Wednesday, June 06, 2018

Monte Carlo fails at leptonic top pair production

The LHC collaborations have produced hundreds of papers that mostly say "everything agrees with the Standard Model, nothing new to be seen here".

Well, a new CMS preprint
Measurements of differential cross sections for \(t \bar t\) production in proton-proton collisions at \(\sqrt{s} = 13\TeV\) using events containing two leptons
says something completely different.




Go to the page 58/64 and you will see something like:
Measurements were made of the cross section for the appearance of the top quark and its antiparticle in the proton-proton collisions. Some overall cross sections could agree with the theory. However, the next-to-leading Monte Carlo simulations in any combinations suck at predicting the jet multiplicity. They suck at predicting the transverse momentum of the leptons, quarks, invariant masses, and all other kinematic observables you could think of.
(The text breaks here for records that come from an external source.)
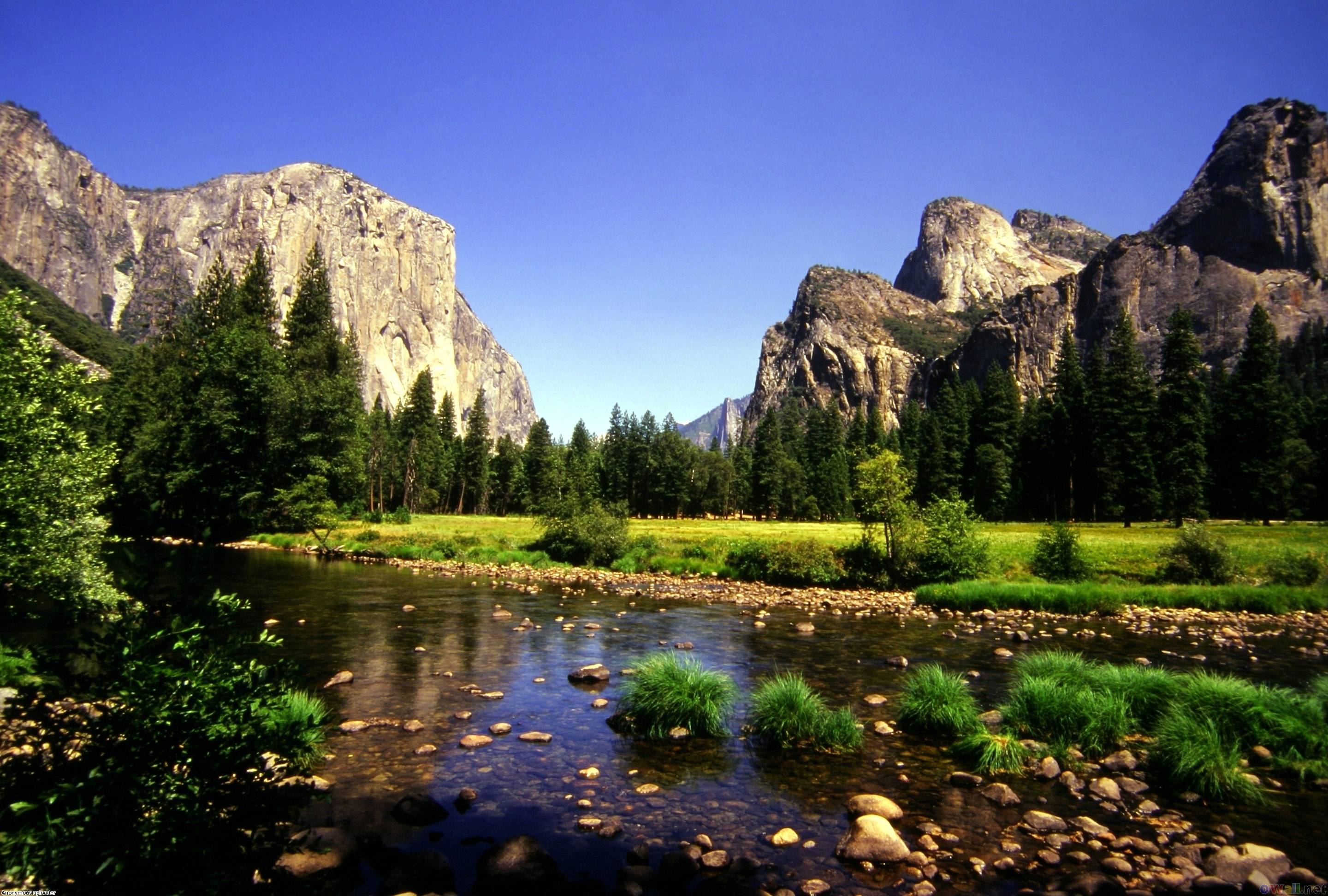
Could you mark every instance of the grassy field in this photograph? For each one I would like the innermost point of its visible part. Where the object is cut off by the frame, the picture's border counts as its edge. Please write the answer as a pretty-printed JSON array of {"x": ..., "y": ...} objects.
[{"x": 700, "y": 545}]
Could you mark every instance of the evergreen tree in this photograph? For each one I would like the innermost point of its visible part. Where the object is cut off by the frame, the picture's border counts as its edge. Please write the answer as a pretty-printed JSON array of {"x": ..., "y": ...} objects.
[
  {"x": 417, "y": 445},
  {"x": 474, "y": 459},
  {"x": 1128, "y": 401},
  {"x": 1258, "y": 421},
  {"x": 1182, "y": 421},
  {"x": 542, "y": 469}
]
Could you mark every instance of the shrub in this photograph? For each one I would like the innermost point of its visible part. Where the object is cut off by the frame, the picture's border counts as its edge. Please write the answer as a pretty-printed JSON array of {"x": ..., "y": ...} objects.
[
  {"x": 787, "y": 712},
  {"x": 994, "y": 755},
  {"x": 938, "y": 702},
  {"x": 785, "y": 563},
  {"x": 590, "y": 536},
  {"x": 1197, "y": 557},
  {"x": 951, "y": 548},
  {"x": 1059, "y": 557},
  {"x": 671, "y": 692},
  {"x": 1294, "y": 570}
]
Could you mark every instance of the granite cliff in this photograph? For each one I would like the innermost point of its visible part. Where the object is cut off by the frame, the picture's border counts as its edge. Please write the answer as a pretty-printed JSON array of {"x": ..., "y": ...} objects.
[
  {"x": 1253, "y": 227},
  {"x": 128, "y": 258}
]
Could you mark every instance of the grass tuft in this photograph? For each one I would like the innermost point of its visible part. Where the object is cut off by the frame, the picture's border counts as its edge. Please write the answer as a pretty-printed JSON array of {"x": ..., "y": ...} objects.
[
  {"x": 787, "y": 712},
  {"x": 994, "y": 755},
  {"x": 671, "y": 692},
  {"x": 938, "y": 702}
]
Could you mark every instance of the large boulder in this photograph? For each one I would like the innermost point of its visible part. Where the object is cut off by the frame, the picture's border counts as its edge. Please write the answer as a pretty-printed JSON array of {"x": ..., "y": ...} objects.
[
  {"x": 518, "y": 865},
  {"x": 872, "y": 838},
  {"x": 1234, "y": 865},
  {"x": 319, "y": 851}
]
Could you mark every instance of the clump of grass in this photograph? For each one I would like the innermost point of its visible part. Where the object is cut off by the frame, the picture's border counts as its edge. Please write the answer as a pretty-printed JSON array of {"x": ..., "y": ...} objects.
[
  {"x": 1194, "y": 756},
  {"x": 938, "y": 702},
  {"x": 787, "y": 712},
  {"x": 671, "y": 692},
  {"x": 994, "y": 755}
]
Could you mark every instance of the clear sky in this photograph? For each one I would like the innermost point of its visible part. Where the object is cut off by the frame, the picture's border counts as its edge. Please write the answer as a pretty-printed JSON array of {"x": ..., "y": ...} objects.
[{"x": 638, "y": 188}]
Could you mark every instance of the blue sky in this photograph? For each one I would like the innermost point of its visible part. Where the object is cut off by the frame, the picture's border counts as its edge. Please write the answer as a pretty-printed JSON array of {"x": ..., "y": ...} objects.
[{"x": 638, "y": 188}]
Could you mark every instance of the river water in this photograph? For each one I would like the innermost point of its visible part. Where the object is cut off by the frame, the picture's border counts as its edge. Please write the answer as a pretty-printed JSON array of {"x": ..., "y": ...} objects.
[{"x": 731, "y": 790}]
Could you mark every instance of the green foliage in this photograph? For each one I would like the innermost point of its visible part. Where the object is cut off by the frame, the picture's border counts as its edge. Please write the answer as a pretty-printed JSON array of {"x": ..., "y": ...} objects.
[
  {"x": 785, "y": 563},
  {"x": 938, "y": 702},
  {"x": 788, "y": 713},
  {"x": 1059, "y": 555},
  {"x": 172, "y": 762},
  {"x": 18, "y": 668},
  {"x": 1295, "y": 570},
  {"x": 52, "y": 478},
  {"x": 585, "y": 536},
  {"x": 1197, "y": 557},
  {"x": 67, "y": 326},
  {"x": 992, "y": 755},
  {"x": 951, "y": 548},
  {"x": 671, "y": 692}
]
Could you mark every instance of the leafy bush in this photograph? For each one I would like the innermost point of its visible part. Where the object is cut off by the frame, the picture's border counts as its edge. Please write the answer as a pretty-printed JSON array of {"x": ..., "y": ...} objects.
[
  {"x": 164, "y": 773},
  {"x": 992, "y": 755},
  {"x": 671, "y": 692},
  {"x": 1197, "y": 557},
  {"x": 951, "y": 548},
  {"x": 1059, "y": 555},
  {"x": 590, "y": 536},
  {"x": 785, "y": 563},
  {"x": 1294, "y": 570},
  {"x": 938, "y": 702},
  {"x": 787, "y": 712}
]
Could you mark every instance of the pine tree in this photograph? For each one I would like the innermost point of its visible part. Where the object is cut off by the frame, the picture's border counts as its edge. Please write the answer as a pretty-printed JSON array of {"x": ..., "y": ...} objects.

Higher-order models seem to suck, too.
Nice.




What should you think about it? I am not sure. This is a surprising disagreement, I think, because the top quarks should be relatively easy. They're very heavy so they should be created like new elementary particles that don't care much about the weak glue that attaches them to other quarks and gluons. The theoretical simulations shouldn't be this bad.

On the other hand, the very fact that the Monte Carlo simulators have to be used indicates that the QCD phenomena must matter. This is not an experiment whose results could be easily predicted just by considering the elementary particles such as top quarks – the gluons and their interactions matter. So I would say that this is a failure of the theory in a regime where both the simple Feynman diagrams describing high-mass top quarks; and messy calculations where Monte Carlo calculations are useful have to be combined.

When the combination is needed, theoretical predictions seem to be off.



MG5 aMC@NLO, MG5 aMC@NLO, PYTHIA8, MADSPIN and other calculations have to be made in Monte Carlo because the casino produces the random numbers that are needed in the calculations. Donald Trump is planning the American answer to the Monte Carlo simulations in several casinos he owns. The first generator will be MLVGA1 (Make Las Vegas Great Again One).

Of course, this could be a hint of new physics. Perhaps the top quark is composite. Or something else. But this is a complicated enough experiment – lots of processes are combined to produce the final results – that it may be very hard to reverse engineer the discrepancy. In other words, the discrepancy is no straightforward guide towards the right way to fix our theory if our theory is incomplete at all.